According to Adjetey-Appiah, the American Nurses Association’s principles for nurse staffing suggest that the following factors be identified:
- Volume of patients
- Intensity level of the care needed by patients
- Characteristics of the work environment, including architecture and available technology
- Experience and expertise of the nursing staff
The support of a multidisciplinary staff is important, she added, as is a facility’s involvement, or lack thereof, in research at the basic-science or clinical level.
Because patient needs are ever-changing, Adjetey-Appiah said, patient classification and acuity systems that are used to track and predict nurse staffing needs can be helpful, and easily understood by nurses when taught appropriately.
“To determine how many patients one nurse can care for is a difficult question to answer due to the variety of settings in oncology inpatient units.
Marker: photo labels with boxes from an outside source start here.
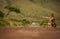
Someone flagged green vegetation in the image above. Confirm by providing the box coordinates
[0,0,60,26]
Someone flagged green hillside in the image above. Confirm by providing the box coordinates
[0,0,60,26]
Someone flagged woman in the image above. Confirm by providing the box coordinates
[43,14,56,27]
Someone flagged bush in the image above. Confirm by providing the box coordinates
[0,11,4,18]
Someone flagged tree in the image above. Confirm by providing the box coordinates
[5,6,20,17]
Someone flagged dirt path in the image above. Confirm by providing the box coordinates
[0,27,60,39]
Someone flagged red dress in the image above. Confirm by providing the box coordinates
[48,17,56,27]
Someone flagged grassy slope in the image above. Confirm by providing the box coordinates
[0,0,60,25]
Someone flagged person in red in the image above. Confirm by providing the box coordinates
[43,13,56,28]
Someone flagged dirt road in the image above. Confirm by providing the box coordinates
[0,27,60,39]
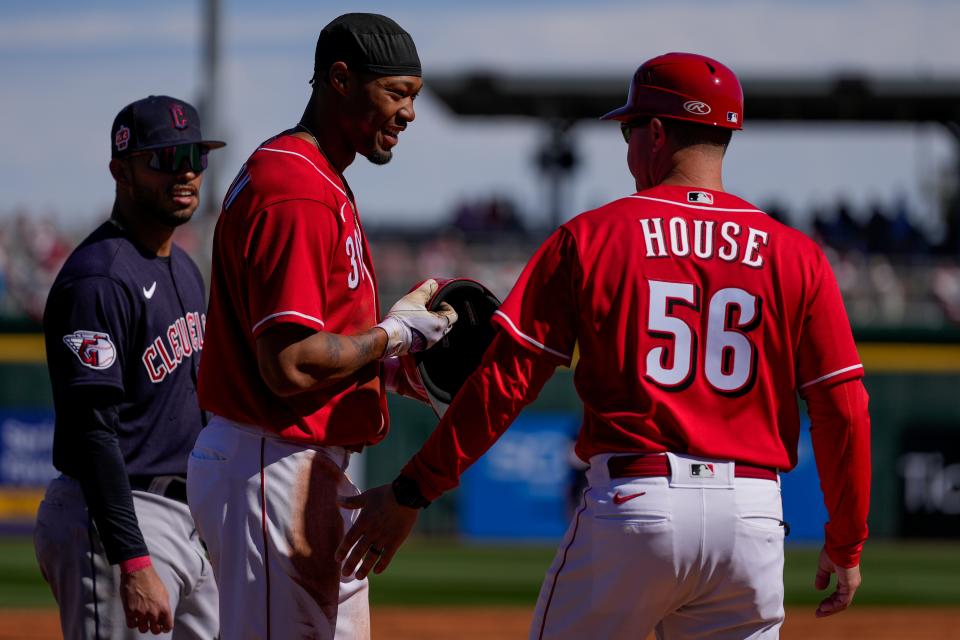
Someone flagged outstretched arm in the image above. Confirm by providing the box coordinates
[803,379,870,617]
[257,280,457,397]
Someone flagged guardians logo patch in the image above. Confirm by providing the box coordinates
[63,329,117,370]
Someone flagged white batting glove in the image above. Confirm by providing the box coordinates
[377,279,457,358]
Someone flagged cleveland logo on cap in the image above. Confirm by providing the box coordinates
[170,103,188,129]
[113,126,130,151]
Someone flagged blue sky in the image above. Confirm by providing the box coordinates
[0,0,960,232]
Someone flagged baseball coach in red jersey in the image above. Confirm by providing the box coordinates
[338,53,870,639]
[187,13,456,640]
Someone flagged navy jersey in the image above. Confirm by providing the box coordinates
[43,222,206,476]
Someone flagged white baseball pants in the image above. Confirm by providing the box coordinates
[33,476,217,640]
[529,454,784,640]
[187,417,370,640]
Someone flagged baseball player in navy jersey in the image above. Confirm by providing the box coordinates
[34,96,224,640]
[338,53,870,640]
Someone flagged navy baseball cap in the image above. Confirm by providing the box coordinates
[311,13,421,82]
[110,96,227,158]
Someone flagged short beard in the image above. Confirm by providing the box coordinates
[367,149,393,165]
[137,195,200,229]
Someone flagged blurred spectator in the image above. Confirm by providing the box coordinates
[0,189,960,327]
[453,195,523,239]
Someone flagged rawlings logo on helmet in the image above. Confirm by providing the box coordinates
[63,329,117,370]
[113,126,130,151]
[683,100,710,116]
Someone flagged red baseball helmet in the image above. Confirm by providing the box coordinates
[600,53,743,130]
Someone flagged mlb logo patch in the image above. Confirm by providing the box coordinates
[687,191,713,204]
[690,462,717,478]
[63,329,117,371]
[113,125,130,151]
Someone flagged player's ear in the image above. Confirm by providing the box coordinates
[110,158,133,184]
[327,62,353,96]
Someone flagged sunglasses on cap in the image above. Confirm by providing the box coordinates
[138,143,210,173]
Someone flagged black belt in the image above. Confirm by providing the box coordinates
[130,476,187,504]
[607,453,777,481]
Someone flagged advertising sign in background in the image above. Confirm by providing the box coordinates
[460,411,827,542]
[897,425,960,540]
[460,411,580,541]
[0,409,57,531]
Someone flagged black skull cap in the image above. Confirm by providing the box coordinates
[313,13,421,81]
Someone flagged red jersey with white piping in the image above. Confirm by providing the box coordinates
[199,135,388,446]
[495,186,863,470]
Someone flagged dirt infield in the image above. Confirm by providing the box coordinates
[0,607,960,640]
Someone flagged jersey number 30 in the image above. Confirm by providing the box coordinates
[646,280,762,395]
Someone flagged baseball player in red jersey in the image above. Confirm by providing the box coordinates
[338,53,870,639]
[187,14,456,640]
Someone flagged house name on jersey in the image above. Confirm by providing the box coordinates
[640,217,770,269]
[141,312,207,384]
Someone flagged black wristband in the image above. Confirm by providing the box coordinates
[393,476,430,509]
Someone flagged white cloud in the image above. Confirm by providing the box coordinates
[0,0,960,228]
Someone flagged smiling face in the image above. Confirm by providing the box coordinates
[347,74,423,164]
[122,154,203,227]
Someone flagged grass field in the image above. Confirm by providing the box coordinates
[0,538,960,608]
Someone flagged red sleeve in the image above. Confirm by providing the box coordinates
[246,200,340,337]
[797,249,863,390]
[400,331,556,500]
[801,380,871,567]
[493,227,580,366]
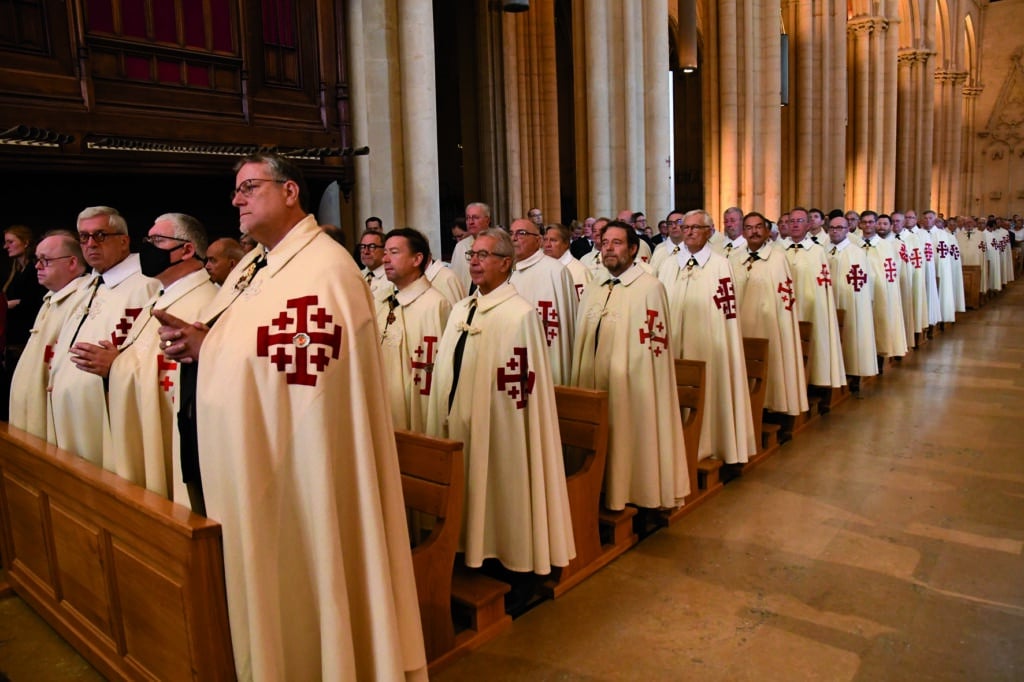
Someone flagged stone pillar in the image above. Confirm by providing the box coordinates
[401,0,441,258]
[959,84,985,215]
[702,0,781,217]
[932,70,967,216]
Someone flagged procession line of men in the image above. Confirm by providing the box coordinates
[11,173,1001,679]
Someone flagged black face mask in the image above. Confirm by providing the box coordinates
[138,242,187,278]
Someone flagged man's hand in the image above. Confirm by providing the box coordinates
[69,341,121,378]
[153,308,210,363]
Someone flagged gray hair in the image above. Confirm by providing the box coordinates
[75,206,128,235]
[154,213,208,258]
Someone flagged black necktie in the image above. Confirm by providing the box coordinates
[594,278,620,353]
[449,298,476,413]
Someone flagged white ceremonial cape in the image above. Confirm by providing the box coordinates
[785,237,846,388]
[956,229,988,294]
[558,251,594,300]
[424,260,466,305]
[657,245,759,464]
[570,263,690,510]
[47,254,160,466]
[509,250,580,385]
[828,239,879,377]
[650,239,686,274]
[985,229,1004,291]
[197,216,426,681]
[886,232,918,350]
[929,226,964,323]
[8,276,91,438]
[377,276,452,433]
[427,283,575,574]
[452,235,476,293]
[732,242,808,415]
[949,235,967,312]
[917,225,942,326]
[850,235,907,356]
[103,269,217,499]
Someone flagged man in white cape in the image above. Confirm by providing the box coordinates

Any nurse will tell you it all comes down to the individual patient and how much care he or she needs,” Adjetey-Appiah commented.
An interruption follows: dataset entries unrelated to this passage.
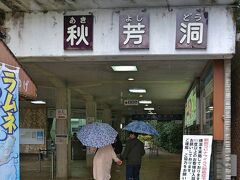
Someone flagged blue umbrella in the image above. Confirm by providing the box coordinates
[77,122,118,148]
[123,121,159,136]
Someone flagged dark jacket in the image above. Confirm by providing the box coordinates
[121,139,145,165]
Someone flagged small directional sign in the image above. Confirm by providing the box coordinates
[124,99,138,106]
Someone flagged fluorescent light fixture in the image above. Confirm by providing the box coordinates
[144,107,154,111]
[139,100,152,104]
[148,111,157,114]
[129,89,147,93]
[128,78,134,81]
[208,106,213,111]
[111,66,137,71]
[31,101,46,104]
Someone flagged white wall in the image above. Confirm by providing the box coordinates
[6,7,236,59]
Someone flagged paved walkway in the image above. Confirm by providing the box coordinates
[21,152,181,180]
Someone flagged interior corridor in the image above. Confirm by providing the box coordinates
[20,151,181,180]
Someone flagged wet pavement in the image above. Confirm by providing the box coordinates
[21,152,181,180]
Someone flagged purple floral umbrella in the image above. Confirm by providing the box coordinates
[77,122,118,148]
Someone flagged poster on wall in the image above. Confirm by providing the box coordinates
[0,64,20,180]
[20,128,45,144]
[180,135,212,180]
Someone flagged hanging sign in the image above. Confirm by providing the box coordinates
[176,8,208,49]
[180,135,212,180]
[124,99,138,106]
[56,109,67,119]
[0,64,20,180]
[119,11,149,49]
[64,15,93,50]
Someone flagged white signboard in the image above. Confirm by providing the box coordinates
[56,109,67,119]
[180,135,212,180]
[20,128,45,144]
[124,99,138,106]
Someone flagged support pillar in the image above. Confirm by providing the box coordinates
[223,59,231,180]
[56,87,71,179]
[86,100,97,167]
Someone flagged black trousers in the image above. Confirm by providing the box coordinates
[126,164,141,180]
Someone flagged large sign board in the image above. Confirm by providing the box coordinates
[184,86,197,127]
[119,11,149,49]
[176,8,208,49]
[64,15,93,50]
[0,64,20,180]
[180,135,212,180]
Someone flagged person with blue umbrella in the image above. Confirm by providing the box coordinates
[77,122,122,180]
[121,132,145,180]
[121,121,159,180]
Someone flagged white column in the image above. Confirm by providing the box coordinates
[86,100,97,167]
[223,60,231,180]
[56,87,71,178]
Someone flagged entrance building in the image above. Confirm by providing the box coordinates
[0,0,236,179]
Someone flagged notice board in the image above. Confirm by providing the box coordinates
[20,128,45,144]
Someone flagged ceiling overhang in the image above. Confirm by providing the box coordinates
[0,40,37,99]
[0,0,235,12]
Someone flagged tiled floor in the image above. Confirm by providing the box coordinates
[21,152,181,180]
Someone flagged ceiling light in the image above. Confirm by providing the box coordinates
[148,111,157,114]
[139,100,152,104]
[128,78,134,81]
[129,89,146,93]
[144,107,154,111]
[31,101,46,104]
[111,66,137,71]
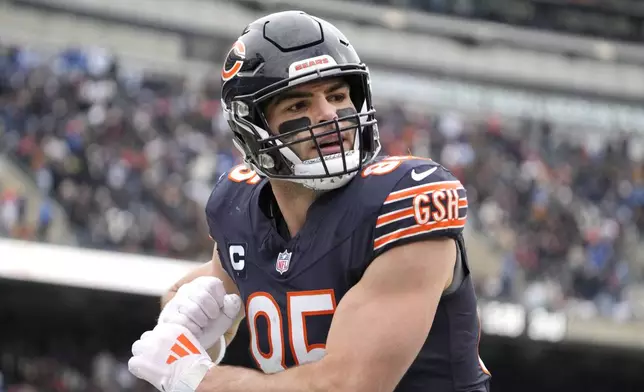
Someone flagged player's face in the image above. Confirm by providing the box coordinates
[265,78,356,160]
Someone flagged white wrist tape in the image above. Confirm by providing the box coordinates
[169,359,215,392]
[214,335,226,365]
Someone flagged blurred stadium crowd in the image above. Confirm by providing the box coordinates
[0,36,644,392]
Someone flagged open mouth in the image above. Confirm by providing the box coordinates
[313,137,348,155]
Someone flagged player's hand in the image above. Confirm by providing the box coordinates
[159,276,241,349]
[128,324,215,392]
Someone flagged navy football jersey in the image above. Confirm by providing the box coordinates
[206,157,489,392]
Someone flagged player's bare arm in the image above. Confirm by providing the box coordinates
[197,239,456,392]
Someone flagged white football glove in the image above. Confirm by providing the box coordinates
[127,324,215,392]
[159,276,242,363]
Two hundred people responded to the ONS survey (Table). Responses give a bird’s-eye view of staffing situations in various inpatient units; however, about two-thirds of respondents did not answer several questions.
Based on the survey results and on staffing principles, some examples of staffing guidelines are as follows, with the same number of registered nurses (RNs) needed for either a day or a night shift:
- For 1-8 patients, 2 RNs
- For 9-12 patients, 3 RNs
- For 13-16 patients, 4 RNs
- For 17 to 20 patients, 5 RNs
- For 21 to 24 patients, 6 RNs
- For 25 to 28 patients, 7 RNs
- For 29 to 32 patients, 8 RNs
- For 33 to 36 patients, 9 RNs
“The survey confirms why ONS opted not to have set guidelines on staffing,” Adjetey-Appiah said. “The diversity and variety of inpatient units are too complex to set one standard. However, the survey revealed a need to use exemplars as guidelines when staffing oncology units. Examples collected from different institutions will be posted on the ONS website.”